For customers who do not use Libre office, the java/poi extractor can be used to extract content from the most common office document formats. The supported formats are: doc, docx, ppt, pptx, xls, xlsx.
Enable the java/poi extractor for office documents:
In HQ, select the Formats menu on the left
Search for doc
Select Microsoft Word Document
Select the Extractors tab
For java/poi, select the move up option until it is at the top (if java/poi is missing, see below)
Repeat this process for the following formats: docx, ppt, pptx, xls, xlsx
Select the System menu on the left
Select, Restart/Shutdown
Restart HQ
NOTE: If the java/poi option is missing from the menu, use the following procedure:
On the file system, navigate to HQ_HOME/config
With HQ stopped, delete or rename mimes.json
Start HQ and enable java/poi
Additional information / troubleshooting:
If any changes have been made to the format settings previously, deleting mimes.json will cause those changes to be lost.
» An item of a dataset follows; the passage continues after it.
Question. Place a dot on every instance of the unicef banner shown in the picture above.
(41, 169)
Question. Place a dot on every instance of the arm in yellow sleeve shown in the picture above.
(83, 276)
If losing those changes is not an option, the java/poi extractor can be added to the mimes.json file manually, if required. Please note, this is an advanced procedure and can cause HQ to not load, if done improperly. It is recommended to copy the original mimes.json file to a new location before deleting it. Using the old mimes.json file as a reference, add the settings to HQ using the UI as described above.
In some cases a rebuild of the mimes index may be required. This can be done using the mimes api rest endpoint).